Barber patterned Base Yard Hawai'i after The Loading Dock, the nation's first reusable construction and building materials program in Baltimore. The concept is simple: Take surplus lumber, paint, plumbing fixtures and other unused construction materials and match them with qualifying individuals who could use the stuff to fix their homes.

In addition to helping lower-income folks and sparing the landfills, the program has a third beneficiary: contractors, who can make a tax-deductible donation for materials that they might otherwise have to pay a disposal fee for at the dump, or simply let go to waste.

Base Yard Hawai'i literature asks contractors: "Do you have surplus construction materials ... have you thought of selling them but it has been two years and the stuff is still there ... have you thought of taking it to our already overcrowded landfills ... would you like to save money and do some good at the same time?"

Bert Barber, manager of Base Yard Hawai'i's Sand Island warehouse, stacks doors donated by Schuler Homes. The company accepts almost everything — except junk.

Richard Ambo • The Honolulu Advertiser

Paul Watase is an architect and project coordinator with Mark Development, an affordable housing developer that has built thousands of units in the Islands. His company likes the Base Yard Hawai'i concept and donates its surplus building supplies to the program.

"You order the material as part of the project costs," Watase said. "Then there's a project or specification change. So now you're not using the material. What do you do with it? You either throw it away, or it sits around your construction yard for five or 10 years rotting away.

"With something like this, the material gets put to good use."

If there's a downside, it's that sometimes Base Yard Hawai'i doesn't have the specific materials people need.
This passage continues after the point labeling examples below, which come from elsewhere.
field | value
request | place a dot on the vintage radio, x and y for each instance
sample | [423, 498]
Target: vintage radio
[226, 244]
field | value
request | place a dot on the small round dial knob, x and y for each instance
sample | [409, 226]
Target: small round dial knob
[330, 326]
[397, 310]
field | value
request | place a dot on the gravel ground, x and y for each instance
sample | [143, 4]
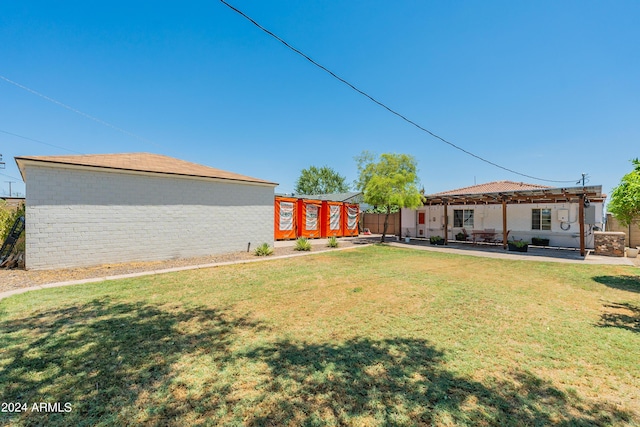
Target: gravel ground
[18, 278]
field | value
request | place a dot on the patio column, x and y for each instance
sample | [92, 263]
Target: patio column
[504, 223]
[446, 223]
[581, 220]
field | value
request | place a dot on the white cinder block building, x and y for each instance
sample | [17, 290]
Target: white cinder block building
[111, 208]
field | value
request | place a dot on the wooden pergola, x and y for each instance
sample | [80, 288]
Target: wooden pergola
[580, 195]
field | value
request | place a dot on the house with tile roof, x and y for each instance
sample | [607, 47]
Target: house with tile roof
[110, 208]
[567, 217]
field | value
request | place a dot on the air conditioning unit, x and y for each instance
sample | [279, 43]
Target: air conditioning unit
[563, 215]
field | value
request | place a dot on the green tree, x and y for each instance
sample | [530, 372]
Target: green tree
[389, 182]
[625, 198]
[322, 180]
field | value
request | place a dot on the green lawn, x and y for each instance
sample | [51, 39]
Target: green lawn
[371, 336]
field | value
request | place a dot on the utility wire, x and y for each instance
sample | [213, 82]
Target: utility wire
[88, 116]
[381, 104]
[39, 142]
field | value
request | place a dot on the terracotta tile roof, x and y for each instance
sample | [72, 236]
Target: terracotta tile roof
[494, 187]
[144, 162]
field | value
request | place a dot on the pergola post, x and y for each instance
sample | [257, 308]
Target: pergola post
[446, 223]
[504, 223]
[581, 220]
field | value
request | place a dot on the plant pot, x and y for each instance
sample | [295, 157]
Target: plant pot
[539, 242]
[515, 248]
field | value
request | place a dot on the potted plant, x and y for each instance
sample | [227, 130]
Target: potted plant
[539, 241]
[518, 245]
[436, 240]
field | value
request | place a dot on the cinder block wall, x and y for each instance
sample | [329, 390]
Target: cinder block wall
[89, 217]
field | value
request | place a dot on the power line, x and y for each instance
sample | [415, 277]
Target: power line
[39, 142]
[381, 104]
[88, 116]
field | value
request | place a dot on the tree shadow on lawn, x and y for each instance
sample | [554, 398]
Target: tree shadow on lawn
[625, 283]
[105, 358]
[621, 315]
[133, 363]
[403, 382]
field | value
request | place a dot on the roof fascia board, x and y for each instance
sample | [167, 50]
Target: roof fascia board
[39, 163]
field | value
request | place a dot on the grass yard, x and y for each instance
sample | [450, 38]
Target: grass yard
[371, 336]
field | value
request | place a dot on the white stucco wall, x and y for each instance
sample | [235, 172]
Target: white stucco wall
[518, 221]
[86, 217]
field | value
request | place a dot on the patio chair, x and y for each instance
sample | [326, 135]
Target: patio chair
[490, 235]
[498, 238]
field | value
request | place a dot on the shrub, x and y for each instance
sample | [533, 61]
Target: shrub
[263, 250]
[8, 217]
[302, 244]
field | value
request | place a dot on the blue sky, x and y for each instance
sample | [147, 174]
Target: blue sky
[550, 89]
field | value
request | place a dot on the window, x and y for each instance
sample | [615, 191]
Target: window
[541, 219]
[463, 218]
And the center, like other nonprofit organizations, is strapped for money.

"We're an infant operation," Bert Barber said. "We depend on volunteer help."

In February, Barber's version of the concept was the charity of choice at the 9th Annual Home Building and Remodeling Show Tent Sale at the Blaisdell Exhibition Hall.

Suzanne Jones, recycling coordinator for the City & County of Honolulu, described Base Yard Hawai'i as part of a "growing network of organizations and people who are looking to move this sort of activity forward."

"There are other recycling programs that try to put materials back into the community," added Nalani Blain with the Building Industry Association of Hawai'i. "But Base Yard Hawaii is the only organization I know of that takes materials from contractors and uses those materials to rebuild community homes."